Nowicki said lawmakers should back Brown's environmental efforts and prove to the world that drastic emissions cuts are possible.

"This is something that the rest of the world and hopefully the rest of America can look to and see just how solid these processes are, how much support there is for them and how long they're going to be around," Nowicki said.

The Democratic holdouts want protections from the Air Resources Board, and asked de Leon to include a clause forcing the board's decisions to be approved by the Legislature. If the holdouts and de Leon do not come to a compromise this week, the bills will likely be pulled from an Assembly floor vote and tabled for the year.

Spokesmen for California's transportation industry, faced with increase regulation if the bills pass, said they are still trying to comply with strict emissions standards issued in 2008.

Transportation companies have spent more than $7 billion retrofitting tractor-trailers to meet Air Resources Board regulations, said R.J. Cervantes, director of legislative affairs for the California Trucking Association.
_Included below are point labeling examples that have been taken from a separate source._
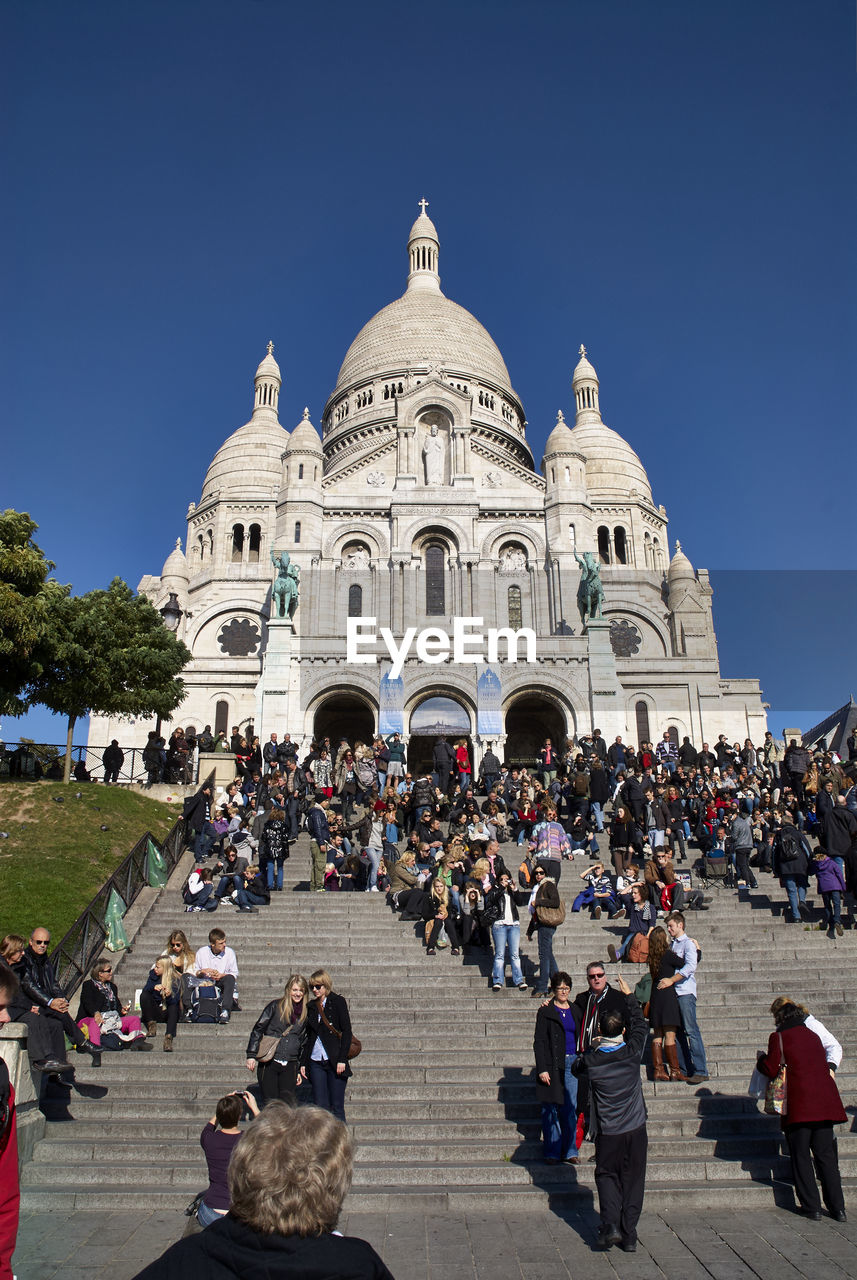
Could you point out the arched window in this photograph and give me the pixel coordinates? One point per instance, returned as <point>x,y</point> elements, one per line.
<point>516,616</point>
<point>642,723</point>
<point>435,584</point>
<point>237,543</point>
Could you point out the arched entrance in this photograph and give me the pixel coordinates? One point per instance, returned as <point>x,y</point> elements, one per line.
<point>436,717</point>
<point>343,716</point>
<point>528,722</point>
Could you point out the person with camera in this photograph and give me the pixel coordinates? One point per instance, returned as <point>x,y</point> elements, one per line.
<point>218,1141</point>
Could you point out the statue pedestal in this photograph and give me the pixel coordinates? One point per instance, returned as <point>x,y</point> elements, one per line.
<point>278,693</point>
<point>606,702</point>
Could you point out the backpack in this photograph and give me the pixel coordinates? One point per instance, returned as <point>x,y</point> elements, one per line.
<point>205,1002</point>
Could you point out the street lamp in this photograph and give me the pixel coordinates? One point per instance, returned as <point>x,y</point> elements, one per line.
<point>172,612</point>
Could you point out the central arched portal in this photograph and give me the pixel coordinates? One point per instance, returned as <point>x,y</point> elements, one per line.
<point>343,716</point>
<point>436,717</point>
<point>528,722</point>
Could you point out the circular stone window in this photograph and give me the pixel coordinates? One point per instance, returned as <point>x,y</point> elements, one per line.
<point>239,638</point>
<point>624,638</point>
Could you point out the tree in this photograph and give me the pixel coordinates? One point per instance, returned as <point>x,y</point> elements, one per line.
<point>28,599</point>
<point>111,654</point>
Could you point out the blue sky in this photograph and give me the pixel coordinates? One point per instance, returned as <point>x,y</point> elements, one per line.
<point>672,184</point>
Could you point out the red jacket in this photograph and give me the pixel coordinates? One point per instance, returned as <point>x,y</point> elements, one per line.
<point>811,1093</point>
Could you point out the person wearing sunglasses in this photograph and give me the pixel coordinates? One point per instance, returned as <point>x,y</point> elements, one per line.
<point>330,1040</point>
<point>40,983</point>
<point>102,1016</point>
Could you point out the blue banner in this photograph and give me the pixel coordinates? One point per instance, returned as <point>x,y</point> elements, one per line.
<point>392,705</point>
<point>489,704</point>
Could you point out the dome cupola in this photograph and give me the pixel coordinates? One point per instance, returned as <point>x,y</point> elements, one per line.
<point>267,383</point>
<point>424,250</point>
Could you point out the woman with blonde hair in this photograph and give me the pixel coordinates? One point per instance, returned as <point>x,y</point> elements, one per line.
<point>288,1178</point>
<point>664,1013</point>
<point>160,1000</point>
<point>278,1045</point>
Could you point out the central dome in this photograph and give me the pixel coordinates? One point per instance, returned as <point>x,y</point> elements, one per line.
<point>424,328</point>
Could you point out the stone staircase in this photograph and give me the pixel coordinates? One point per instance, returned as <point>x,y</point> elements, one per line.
<point>441,1104</point>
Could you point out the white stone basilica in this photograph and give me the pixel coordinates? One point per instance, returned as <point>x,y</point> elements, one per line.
<point>421,503</point>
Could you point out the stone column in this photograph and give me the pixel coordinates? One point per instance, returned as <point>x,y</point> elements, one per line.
<point>605,691</point>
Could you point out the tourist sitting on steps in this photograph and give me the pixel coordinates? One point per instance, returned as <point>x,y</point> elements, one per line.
<point>218,1141</point>
<point>45,1036</point>
<point>307,1155</point>
<point>106,1022</point>
<point>160,1001</point>
<point>40,984</point>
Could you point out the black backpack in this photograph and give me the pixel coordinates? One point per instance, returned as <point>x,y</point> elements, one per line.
<point>205,1002</point>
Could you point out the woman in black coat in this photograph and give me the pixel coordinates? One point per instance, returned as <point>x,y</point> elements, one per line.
<point>330,1038</point>
<point>555,1048</point>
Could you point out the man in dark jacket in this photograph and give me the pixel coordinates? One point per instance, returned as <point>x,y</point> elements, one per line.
<point>443,762</point>
<point>40,983</point>
<point>113,760</point>
<point>618,1121</point>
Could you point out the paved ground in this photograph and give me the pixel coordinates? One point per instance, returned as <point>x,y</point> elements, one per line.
<point>754,1246</point>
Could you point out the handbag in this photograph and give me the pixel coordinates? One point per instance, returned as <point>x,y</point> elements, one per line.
<point>777,1091</point>
<point>356,1046</point>
<point>638,949</point>
<point>551,915</point>
<point>267,1047</point>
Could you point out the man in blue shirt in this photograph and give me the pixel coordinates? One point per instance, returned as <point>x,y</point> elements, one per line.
<point>684,983</point>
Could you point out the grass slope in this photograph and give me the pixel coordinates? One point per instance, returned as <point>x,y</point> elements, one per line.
<point>56,856</point>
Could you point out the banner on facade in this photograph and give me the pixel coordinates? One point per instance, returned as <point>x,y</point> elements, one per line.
<point>489,704</point>
<point>392,704</point>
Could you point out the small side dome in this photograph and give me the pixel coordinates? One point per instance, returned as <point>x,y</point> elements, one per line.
<point>560,439</point>
<point>175,566</point>
<point>679,567</point>
<point>305,438</point>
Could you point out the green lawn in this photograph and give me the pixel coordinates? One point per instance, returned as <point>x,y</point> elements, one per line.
<point>56,856</point>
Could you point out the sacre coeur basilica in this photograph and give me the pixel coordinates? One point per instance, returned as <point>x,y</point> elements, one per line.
<point>409,567</point>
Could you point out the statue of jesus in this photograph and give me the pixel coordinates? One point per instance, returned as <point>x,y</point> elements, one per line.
<point>434,457</point>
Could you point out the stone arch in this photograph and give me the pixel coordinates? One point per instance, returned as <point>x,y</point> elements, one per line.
<point>349,713</point>
<point>531,714</point>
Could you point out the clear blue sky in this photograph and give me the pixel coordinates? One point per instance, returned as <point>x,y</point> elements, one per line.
<point>672,184</point>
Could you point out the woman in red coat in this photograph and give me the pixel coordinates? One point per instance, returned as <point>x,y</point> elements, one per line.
<point>812,1109</point>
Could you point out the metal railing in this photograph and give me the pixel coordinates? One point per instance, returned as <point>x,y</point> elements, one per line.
<point>32,760</point>
<point>73,956</point>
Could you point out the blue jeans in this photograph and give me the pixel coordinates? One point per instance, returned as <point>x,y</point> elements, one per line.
<point>559,1120</point>
<point>687,1008</point>
<point>247,899</point>
<point>328,1088</point>
<point>546,963</point>
<point>505,936</point>
<point>796,888</point>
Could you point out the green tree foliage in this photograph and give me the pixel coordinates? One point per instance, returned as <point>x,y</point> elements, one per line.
<point>28,599</point>
<point>111,654</point>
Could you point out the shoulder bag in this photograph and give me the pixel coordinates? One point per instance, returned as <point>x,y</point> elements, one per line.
<point>777,1091</point>
<point>356,1046</point>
"There is no way the industry can meet a 2030 standards deadline," Cervantes said.

He said SB 350 would force drivers to redouble efforts to update engine technology and cripple smaller owner-operators and trucking companies.
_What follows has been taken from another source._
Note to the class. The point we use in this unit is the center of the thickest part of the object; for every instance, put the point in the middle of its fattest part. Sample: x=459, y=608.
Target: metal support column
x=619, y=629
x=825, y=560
"All those investments, all the planning, all the decision making could be completely undermined if SB 350 doesn't protect those previously made investments," Cervantes said.

While de Leon negotiates with the moderate Democrats this week at the Capitol he will do so in the face of fat campaign donations from the oil industry. Last year oil companies spent $13 million on California political campaigns, the most of any interest group.

The Golden State is the third-largest crude oil producing state, behind Texas and North Dakota. Monthly revenue from crude oil has been on a downward slope since 2014, with the average price per barrel of crude dropping from $103 last September to $46 this week.

U.S. House Minority Leader Nancy Pelosi and 26 other members of Congress urged California lawmakers to pass the environmental bills and "show the world there is reason to hope for meaningful action."

"We're running out of time to address the climate crisis," Pelosi said in a statement. "We need strong leadership at the state and local levels because deniers in Congress are still using snowballs to refute the overwhelming consensus of the global scientific community."

Pelosi, D-California, referred to a stunt by Sen. James Inhofe, R-Oklahoma, who tossed a snowball onto the Senate floor last winter, in an attempt to rebut global warning. "It's very, very cold out, very unseasonable," Inhofe said in February.